Au Koweït, la présence militaire américaine place le pays dans le viseur de l'Iran
De la fumée s'élève à la suite d'une frappe iranienne qui aurait eu lieu dans le quartier où se trouve l'ambassade des États-Unis à Koweït City, le 2 mars 2026. ©- / AFP

Comme de nombreux Koweïtiens, Salem al-Ghanem se souvient encore des chars irakiens défilant dans sa ville, épisode douloureux de l'occupation de l'émirat avant sa libération grâce à l'intervention des troupes américaines.

Trente-six ans plus tard, la présence de forces américaines font du Koweït une cible privilégiée, au point que certains y voient un désavantage plutôt qu'un atout.

Depuis le début de la guerre au Moyen-Orient, déclenchée fin février par l'offensive américano-israélienne contre l'Iran, le Koweït est régulièrement visé par des missiles et drones tirés par Téhéran et ses alliés dans la région.

Des infrastructures civiles, dont des usines de dessalement, des installations énergétiques et l'aéroport, ainsi que des bases accueillant des militaires américains, ont été pris pour cible.

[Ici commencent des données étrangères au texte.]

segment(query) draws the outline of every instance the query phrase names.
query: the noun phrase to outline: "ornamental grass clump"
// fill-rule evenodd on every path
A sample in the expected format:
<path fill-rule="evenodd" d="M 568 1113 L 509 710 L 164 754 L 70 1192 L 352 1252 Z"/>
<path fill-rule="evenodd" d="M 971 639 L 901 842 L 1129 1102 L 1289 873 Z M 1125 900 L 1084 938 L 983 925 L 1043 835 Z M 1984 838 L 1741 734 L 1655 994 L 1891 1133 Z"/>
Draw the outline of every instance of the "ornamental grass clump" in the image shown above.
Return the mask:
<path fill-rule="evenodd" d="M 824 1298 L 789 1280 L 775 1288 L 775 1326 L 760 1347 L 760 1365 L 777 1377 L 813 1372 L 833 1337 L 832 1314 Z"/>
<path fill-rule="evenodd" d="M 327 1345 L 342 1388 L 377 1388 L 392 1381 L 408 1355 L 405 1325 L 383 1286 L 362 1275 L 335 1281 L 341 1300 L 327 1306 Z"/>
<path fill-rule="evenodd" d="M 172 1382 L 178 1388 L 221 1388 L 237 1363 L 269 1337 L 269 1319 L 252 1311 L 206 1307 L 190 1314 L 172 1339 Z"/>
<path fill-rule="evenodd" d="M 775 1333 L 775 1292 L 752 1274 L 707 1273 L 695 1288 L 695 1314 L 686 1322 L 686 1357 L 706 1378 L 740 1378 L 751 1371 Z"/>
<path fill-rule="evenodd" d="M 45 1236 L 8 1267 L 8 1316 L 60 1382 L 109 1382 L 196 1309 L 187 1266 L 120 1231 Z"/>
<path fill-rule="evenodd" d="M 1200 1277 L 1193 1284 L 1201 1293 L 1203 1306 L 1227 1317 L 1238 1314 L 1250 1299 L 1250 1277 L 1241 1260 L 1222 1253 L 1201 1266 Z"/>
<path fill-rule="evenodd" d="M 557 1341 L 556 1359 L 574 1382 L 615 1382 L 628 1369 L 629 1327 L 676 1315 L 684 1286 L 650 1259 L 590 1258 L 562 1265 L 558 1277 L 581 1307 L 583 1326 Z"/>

Le verrouillage par l'Iran du détroit d'Ormuz a aussi placé le Koweït, largement dépendant de ses exportations pétrolières via cette voie maritime stratégique, dans une situation économique délicate.

Alors que les discussions pour mettre fin au conflit patinent, Salem al-Ghanem, analyste politique, estime que «l'objectif (de l'Iran) est d'utiliser les pays du Golfe pour faire pression sur les États-Unis afin qu'ils arrêtent leurs attaques» contre la République islamique.

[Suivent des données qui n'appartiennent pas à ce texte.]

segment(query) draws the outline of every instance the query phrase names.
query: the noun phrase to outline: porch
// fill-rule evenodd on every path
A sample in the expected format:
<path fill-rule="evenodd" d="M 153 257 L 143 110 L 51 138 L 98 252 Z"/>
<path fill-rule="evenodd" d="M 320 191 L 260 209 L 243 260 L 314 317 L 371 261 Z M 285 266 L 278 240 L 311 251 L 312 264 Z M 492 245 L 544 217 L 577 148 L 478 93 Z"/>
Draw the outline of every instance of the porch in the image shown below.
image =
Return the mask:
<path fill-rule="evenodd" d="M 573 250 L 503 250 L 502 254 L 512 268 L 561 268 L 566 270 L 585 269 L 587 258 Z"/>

«Mais en réalité, le président américain (...) n'envisage pas de mettre fin aux attaques ni de faire marche arrière simplement parce que le Koweït est pris pour cible», ajoute-t-il à l'AFP.

«Nous payons le prix»

D'autres Koweïtiens se montrent plus critiques mais ils préfèrent s'exprimer en privé, la liberté d'expression restant limitée dans l'émirat, notamment à l'égard des partenaires diplomatiques.

Dans un pays où le sentiment pro-américain semblait acquis depuis des décennies, certains remettent en question la présence des troupes étrangères et la décision du président américain Donald Trump de poursuivre la guerre.

«Bien sûr que nous payons le prix de la présence des forces américaines sur notre territoire», s'exclame une Koweïtienne qui a souhaité garder l'anonymat.

Bien que les États du Golfe renforcent leurs alliances régionales, notamment avec un pacte militaire entre l'Arabie saoudite, la Turquie et le Pakistan, les observateurs s'accordent à dire que le Koweït, comme ses voisins, ne peut se passer des États-Unis face à l'Iran.

L'image des États-Unis dans la région s'était déjà ternie avec le soutien de Washington à l'offensive dévastatrice menée par Israël dans la bande de Gaza en représailles aux attaques du Hamas du 7 octobre 2023, des campagnes de boycott visant des entreprises américaines se multipliant.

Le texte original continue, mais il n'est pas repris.